描述（由申请人提供）：众所周知，耐力运动训练（Tr）使心脏对缺血和再灌注损伤更具抵抗力。到目前为止，这些适应的细胞基础还没有明确确定。在心脏中，ATP敏感性钾通道存在于肌膜（sI-KATP）和线粒体（mito-KATP）上，两者都参与保护心脏免受缺血性损伤。我们最近发现，Tr eleplasma显着减少的幅度缺氧诱导的，格列本脲敏感的外向钾电流（IK，ATP）在单个大鼠心室肌细胞。在特定目标1中，我们将使用电生理学（全细胞和切除的贴片）和免疫印迹技术来确定这一发现的细胞基础。我们将研究训练对（1）sI-KATP对ATP和ADP抑制的敏感性，（2）sI-KATP通道亚单位（Kit6.2和SUR 2A）的蛋白表达，以及（3）缺血应激时线粒体ATP产生的影响。
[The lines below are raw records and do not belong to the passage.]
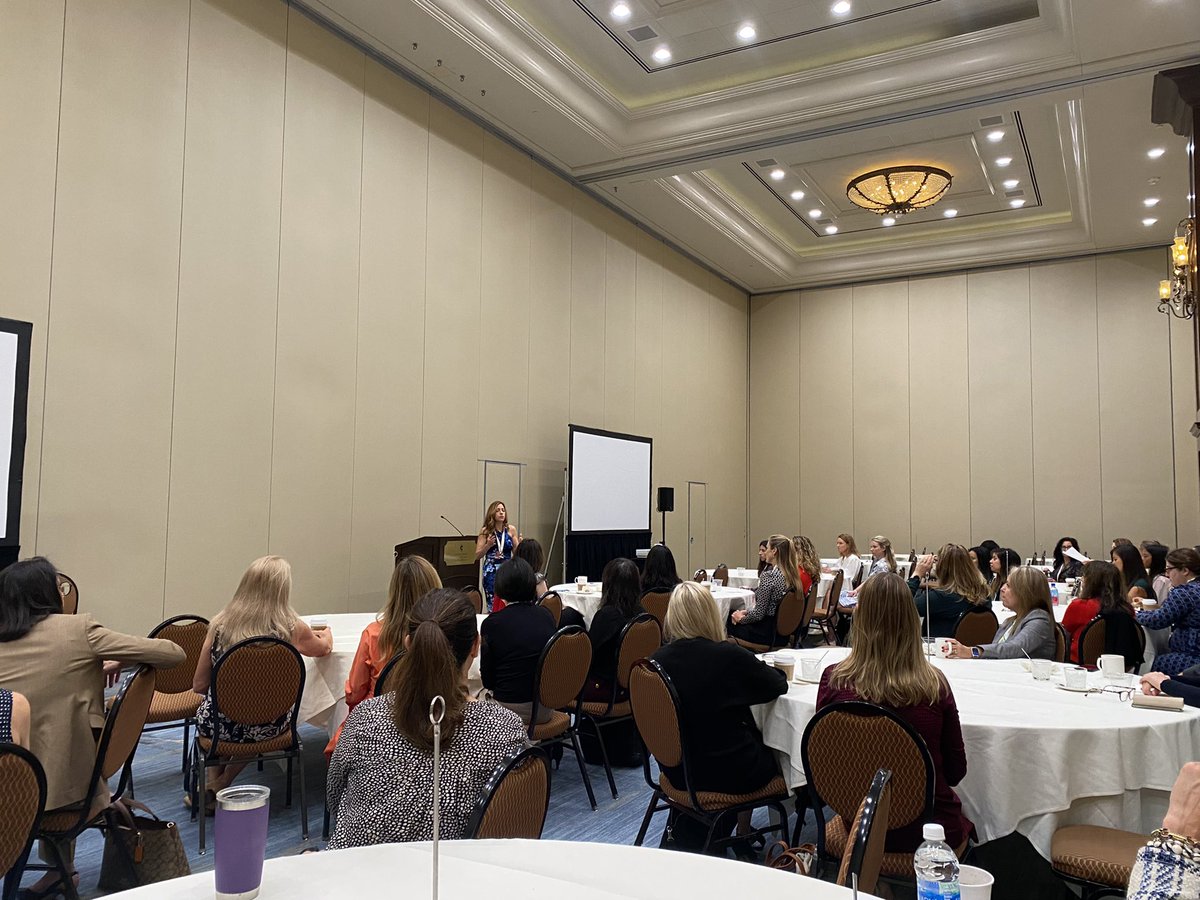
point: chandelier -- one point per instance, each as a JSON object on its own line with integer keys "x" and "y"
{"x": 1176, "y": 294}
{"x": 899, "y": 190}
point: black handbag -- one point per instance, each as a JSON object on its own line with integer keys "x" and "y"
{"x": 139, "y": 849}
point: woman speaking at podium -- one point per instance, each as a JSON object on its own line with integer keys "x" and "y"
{"x": 496, "y": 541}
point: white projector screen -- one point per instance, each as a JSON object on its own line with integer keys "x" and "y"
{"x": 610, "y": 481}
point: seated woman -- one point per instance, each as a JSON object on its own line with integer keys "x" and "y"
{"x": 1127, "y": 559}
{"x": 717, "y": 683}
{"x": 888, "y": 666}
{"x": 1102, "y": 593}
{"x": 382, "y": 774}
{"x": 513, "y": 640}
{"x": 531, "y": 551}
{"x": 958, "y": 588}
{"x": 58, "y": 663}
{"x": 757, "y": 625}
{"x": 259, "y": 609}
{"x": 659, "y": 573}
{"x": 1180, "y": 612}
{"x": 1063, "y": 565}
{"x": 1030, "y": 631}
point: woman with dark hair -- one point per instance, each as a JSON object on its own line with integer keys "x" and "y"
{"x": 622, "y": 601}
{"x": 381, "y": 777}
{"x": 1180, "y": 612}
{"x": 659, "y": 573}
{"x": 1128, "y": 562}
{"x": 59, "y": 664}
{"x": 1063, "y": 565}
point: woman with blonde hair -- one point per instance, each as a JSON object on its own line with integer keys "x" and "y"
{"x": 1030, "y": 633}
{"x": 259, "y": 607}
{"x": 717, "y": 683}
{"x": 757, "y": 625}
{"x": 958, "y": 588}
{"x": 888, "y": 666}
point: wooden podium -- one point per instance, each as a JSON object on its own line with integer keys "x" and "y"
{"x": 453, "y": 557}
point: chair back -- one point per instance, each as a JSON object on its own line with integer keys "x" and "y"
{"x": 1092, "y": 641}
{"x": 385, "y": 673}
{"x": 187, "y": 631}
{"x": 846, "y": 743}
{"x": 23, "y": 789}
{"x": 976, "y": 627}
{"x": 864, "y": 850}
{"x": 553, "y": 603}
{"x": 655, "y": 604}
{"x": 562, "y": 671}
{"x": 70, "y": 594}
{"x": 515, "y": 799}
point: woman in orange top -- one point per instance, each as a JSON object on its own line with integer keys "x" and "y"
{"x": 411, "y": 580}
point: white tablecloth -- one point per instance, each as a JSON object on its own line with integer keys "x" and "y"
{"x": 587, "y": 603}
{"x": 509, "y": 870}
{"x": 1038, "y": 757}
{"x": 324, "y": 689}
我们还发现，严重的带状缺血引起的冠状动脉闭塞，然后再灌注，Tr产生的梗死保留和增强的机械功能，在离体灌注心脏。我们还观察到明显的TR诱导的充血，这在整个缺血再灌注方案中很明显。在特定目标2中，我们将使用对sl-和mito-KATP通道具有选择性的KATP拮抗剂来鉴定这些特定通道在Tr诱导的梗死保留和机械功能保存中的参与。吲哚美辛和L-NAME将用于研究，以确定缺血后再灌注期间表现出的充血的细胞基础，以及TR诱导的充血对心肌梗死保护和心脏机械功能保护的程度。目标2中的实验包括LV功能、代谢物、生化和冠状动脉流量测量的综合电池。 运动训练被认为是有效的预防和治疗各种心脏病理条件。阐明这些积极适应的细胞变化可能在设计，开发和实施分子和药理学心脏病治疗和预防策略中特别重要。鉴于心脏病在北美造成的死亡人数比任何其他疾病都多，这一点尤其重要。